Wedding Nightmare (Ready or Not) : jusqu’à ce que la mort nous sépare

Grace (Samara Weaving), belle orpheline désargentée, se marie avec Alex Le Domas (Mark O’Brien), riche héritier d’un empire du jeu. Mais la nuit de noce chez la famille Le Domas est soumise à un étrange rituel ludique…

Ready Or Not, réalisé par Matt Bettinelli-Olpin & Tyler Gillett, anciens du collectif Radio-Silence (Devil’s Due, Southbound) sort en France avec le titre anglophone peu inspiré de Wedding Nightmare. Si cette pirouette marketing a probablement pour objectif de surfer sur le succès des American Nightmare (The Purge en V.O.), ne nous plaignons pas trop, nous avons probablement échappé à une plus grotesque variation du style Very Bad Wedding. Le film a pourtant suffisamment de qualité propre pour se passer de ce genre de petite manipulation commerciale.

Wedding Nightmare a d’abord ce doux parfum de la comédie horrifique des années 80-début 90, façon La mort vous va si bien de Robert Zemeckis. Plus drôle que réellement effrayantes, ces noces funèbres, outrancièrement gores, sont un peu comme si La Famille Addams était remakée par un Sam Raimi ambiance Evil Dead.

Si ces références sont valorisantes, c’est parce que le film se montre surprenamment solide dans sa construction. D’abord, l’élégante photographie de Eric Zachanowich, flatte la beauté victorienne du manoir de la famille Le Domas, huis-clos gothique de ce jeu de massacre jubilatoire. La caméra numérique (la désormais traditionnelle Arri Alexa) impressionne en faible lumière et capture les décors allumés aux bougies, avec une définition stupéfiante. Les dominantes de tons vert et rouge soulignent intelligemment les phases de calme et de tension qui se succèdent, dans un rythme bien maîtrisé et pas avare en rebondissements.

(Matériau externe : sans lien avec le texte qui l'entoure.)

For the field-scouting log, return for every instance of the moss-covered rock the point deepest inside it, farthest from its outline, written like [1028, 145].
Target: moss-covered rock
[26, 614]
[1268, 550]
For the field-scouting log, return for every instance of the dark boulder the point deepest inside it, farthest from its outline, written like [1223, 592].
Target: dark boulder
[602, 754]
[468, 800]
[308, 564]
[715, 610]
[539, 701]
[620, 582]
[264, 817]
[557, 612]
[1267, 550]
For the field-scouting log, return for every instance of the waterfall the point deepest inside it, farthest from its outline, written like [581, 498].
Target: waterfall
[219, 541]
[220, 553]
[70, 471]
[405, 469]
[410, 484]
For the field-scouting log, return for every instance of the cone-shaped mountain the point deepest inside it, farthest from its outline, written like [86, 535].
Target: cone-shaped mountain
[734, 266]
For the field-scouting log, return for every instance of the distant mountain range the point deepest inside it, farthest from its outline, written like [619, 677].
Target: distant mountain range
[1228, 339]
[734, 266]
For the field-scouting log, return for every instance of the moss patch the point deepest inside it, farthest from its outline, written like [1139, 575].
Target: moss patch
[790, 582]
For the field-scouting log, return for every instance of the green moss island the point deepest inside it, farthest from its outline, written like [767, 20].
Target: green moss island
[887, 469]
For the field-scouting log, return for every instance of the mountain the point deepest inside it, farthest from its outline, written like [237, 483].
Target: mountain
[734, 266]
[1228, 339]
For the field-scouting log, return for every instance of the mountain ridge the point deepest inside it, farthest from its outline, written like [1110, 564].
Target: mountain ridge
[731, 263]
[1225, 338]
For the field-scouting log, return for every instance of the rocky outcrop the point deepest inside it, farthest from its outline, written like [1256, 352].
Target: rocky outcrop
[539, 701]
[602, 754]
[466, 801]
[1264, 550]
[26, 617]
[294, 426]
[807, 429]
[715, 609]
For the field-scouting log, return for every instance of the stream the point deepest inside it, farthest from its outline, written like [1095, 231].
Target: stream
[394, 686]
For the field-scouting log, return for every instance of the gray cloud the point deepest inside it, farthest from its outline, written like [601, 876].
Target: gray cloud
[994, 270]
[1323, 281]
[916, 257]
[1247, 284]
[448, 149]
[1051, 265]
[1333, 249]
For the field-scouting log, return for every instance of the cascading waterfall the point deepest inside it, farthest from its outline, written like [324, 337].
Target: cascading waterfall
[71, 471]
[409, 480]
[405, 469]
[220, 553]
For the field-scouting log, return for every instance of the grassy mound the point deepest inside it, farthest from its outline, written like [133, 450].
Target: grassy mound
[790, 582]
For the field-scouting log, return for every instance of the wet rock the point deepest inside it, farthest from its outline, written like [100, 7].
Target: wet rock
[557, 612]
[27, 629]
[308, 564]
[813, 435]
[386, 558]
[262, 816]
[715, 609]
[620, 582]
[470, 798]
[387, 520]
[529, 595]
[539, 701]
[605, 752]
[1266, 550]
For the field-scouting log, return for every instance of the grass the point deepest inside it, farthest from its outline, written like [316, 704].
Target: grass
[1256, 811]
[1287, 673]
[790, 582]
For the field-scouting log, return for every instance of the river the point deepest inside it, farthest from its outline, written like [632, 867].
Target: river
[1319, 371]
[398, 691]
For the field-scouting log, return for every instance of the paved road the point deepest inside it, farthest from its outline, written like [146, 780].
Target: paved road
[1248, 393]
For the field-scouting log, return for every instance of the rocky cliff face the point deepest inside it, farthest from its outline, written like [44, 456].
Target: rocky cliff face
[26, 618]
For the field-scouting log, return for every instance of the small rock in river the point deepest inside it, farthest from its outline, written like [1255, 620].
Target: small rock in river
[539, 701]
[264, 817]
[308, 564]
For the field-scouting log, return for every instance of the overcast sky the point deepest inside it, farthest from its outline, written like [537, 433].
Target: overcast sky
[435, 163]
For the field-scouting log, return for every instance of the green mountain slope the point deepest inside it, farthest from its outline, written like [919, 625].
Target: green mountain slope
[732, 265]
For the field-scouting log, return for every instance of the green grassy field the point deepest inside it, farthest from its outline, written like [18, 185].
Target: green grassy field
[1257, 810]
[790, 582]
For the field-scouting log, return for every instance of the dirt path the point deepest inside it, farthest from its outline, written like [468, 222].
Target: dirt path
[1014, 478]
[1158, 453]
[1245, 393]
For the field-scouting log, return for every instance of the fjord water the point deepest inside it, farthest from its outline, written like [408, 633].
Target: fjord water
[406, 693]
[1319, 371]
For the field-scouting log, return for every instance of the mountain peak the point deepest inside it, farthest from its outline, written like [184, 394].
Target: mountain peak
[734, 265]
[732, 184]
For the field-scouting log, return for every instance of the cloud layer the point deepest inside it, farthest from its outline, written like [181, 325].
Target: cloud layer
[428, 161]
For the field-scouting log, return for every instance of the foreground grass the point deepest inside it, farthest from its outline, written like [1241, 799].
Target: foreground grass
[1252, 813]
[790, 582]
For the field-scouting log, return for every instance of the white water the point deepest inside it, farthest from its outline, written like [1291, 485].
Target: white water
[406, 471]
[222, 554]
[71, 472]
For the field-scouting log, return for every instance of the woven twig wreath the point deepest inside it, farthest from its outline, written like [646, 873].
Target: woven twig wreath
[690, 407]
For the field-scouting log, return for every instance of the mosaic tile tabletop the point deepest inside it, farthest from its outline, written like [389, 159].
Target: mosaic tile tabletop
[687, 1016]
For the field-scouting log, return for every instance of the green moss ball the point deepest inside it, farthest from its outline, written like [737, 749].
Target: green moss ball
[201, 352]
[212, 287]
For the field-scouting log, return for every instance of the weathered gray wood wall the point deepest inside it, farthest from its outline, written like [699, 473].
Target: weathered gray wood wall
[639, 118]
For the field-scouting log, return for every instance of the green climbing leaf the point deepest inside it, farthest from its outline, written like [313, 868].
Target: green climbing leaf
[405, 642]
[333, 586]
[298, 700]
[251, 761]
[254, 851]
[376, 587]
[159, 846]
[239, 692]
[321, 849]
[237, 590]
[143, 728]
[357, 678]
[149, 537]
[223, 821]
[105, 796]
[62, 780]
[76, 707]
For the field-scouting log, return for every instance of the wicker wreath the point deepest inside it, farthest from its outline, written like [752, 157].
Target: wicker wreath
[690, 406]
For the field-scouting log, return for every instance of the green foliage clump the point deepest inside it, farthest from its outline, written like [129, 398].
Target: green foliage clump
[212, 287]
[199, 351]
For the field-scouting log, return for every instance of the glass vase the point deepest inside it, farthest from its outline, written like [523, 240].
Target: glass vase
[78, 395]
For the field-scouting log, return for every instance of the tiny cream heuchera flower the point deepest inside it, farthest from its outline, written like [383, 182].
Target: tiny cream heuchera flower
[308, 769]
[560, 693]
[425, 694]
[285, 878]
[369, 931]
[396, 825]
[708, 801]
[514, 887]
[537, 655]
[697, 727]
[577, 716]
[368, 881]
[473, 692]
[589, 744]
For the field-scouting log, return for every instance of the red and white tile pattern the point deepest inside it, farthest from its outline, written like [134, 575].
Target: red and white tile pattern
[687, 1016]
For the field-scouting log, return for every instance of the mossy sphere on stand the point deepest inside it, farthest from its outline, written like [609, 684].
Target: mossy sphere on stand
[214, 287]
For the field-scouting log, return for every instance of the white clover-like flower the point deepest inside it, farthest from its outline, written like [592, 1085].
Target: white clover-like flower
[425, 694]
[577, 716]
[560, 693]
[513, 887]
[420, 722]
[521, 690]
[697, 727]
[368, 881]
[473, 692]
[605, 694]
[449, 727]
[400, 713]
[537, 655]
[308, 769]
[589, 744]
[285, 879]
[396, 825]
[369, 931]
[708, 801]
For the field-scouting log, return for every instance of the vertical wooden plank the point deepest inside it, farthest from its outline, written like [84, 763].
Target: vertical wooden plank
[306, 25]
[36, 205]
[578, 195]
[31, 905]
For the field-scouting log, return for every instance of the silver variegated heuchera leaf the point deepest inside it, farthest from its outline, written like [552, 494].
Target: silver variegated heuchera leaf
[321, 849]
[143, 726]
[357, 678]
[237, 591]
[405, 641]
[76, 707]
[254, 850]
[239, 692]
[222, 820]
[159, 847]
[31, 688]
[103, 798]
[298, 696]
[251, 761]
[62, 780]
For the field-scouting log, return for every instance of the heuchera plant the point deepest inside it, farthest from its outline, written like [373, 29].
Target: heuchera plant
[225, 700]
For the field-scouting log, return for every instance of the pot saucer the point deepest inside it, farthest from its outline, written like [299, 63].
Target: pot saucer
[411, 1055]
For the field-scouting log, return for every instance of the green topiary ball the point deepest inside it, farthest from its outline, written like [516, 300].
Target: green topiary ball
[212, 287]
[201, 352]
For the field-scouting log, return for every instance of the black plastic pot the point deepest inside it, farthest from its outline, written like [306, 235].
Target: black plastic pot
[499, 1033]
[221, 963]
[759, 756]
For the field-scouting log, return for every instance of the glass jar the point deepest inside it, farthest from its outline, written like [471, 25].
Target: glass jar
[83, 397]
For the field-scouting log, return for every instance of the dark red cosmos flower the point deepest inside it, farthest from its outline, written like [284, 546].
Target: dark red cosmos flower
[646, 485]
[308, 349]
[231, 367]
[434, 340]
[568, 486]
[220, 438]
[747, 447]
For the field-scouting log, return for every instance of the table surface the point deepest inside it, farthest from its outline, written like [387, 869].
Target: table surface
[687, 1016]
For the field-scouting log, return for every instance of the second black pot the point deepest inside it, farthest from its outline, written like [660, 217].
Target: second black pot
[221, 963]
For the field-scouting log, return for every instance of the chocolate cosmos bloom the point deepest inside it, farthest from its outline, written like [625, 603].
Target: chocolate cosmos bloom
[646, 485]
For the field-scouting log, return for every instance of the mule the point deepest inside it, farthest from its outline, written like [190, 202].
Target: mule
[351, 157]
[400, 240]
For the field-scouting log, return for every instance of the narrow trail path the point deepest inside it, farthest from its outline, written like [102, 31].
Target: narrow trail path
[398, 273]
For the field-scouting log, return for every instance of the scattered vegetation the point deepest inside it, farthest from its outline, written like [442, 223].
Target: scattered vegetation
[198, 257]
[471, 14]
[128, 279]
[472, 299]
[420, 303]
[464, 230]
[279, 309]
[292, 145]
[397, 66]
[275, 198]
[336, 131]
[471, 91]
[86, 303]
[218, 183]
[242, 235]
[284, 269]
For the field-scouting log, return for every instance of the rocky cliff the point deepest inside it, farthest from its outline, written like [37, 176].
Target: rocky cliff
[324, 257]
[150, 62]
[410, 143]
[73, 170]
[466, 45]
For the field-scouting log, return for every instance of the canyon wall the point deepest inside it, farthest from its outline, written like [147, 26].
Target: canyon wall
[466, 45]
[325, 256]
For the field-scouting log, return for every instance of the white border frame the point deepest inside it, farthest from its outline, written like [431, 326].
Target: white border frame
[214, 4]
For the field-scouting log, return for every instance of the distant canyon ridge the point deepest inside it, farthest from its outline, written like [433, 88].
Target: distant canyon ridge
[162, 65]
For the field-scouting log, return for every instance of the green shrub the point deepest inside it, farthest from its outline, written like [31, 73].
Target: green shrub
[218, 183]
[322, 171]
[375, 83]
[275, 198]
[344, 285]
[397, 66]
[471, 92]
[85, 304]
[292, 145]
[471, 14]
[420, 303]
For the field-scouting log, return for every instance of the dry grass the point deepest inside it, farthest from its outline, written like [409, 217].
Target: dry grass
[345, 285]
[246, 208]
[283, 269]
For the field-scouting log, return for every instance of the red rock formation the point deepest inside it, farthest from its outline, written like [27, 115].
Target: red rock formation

La musique, mêlant rock et classique, emprunte la Symphonie N°9 de Beethoven à Orange Mécanique, comme pour mieux souligner la violence débridée des protagonistes.

Toute société a ses règles. La famille Le Domas a les siennes quand il s’agit de la nuit de noce. Ces règles sont littérales ; la mariée, Grace, nouvelle venue dans la famille, doit se plier à une cérémonie d’initiation : jouer à un jeu, tiré au sort. Ce sera le Hide and Seek, le Cache-cache, mais version survival. Le twist scénaristique expliquant la raison de ce bain de sang est suffisamment rocambolesque et ludique pour ne pas vous le gâcher par un spoiler; cette critique l’évitera donc soigneusement.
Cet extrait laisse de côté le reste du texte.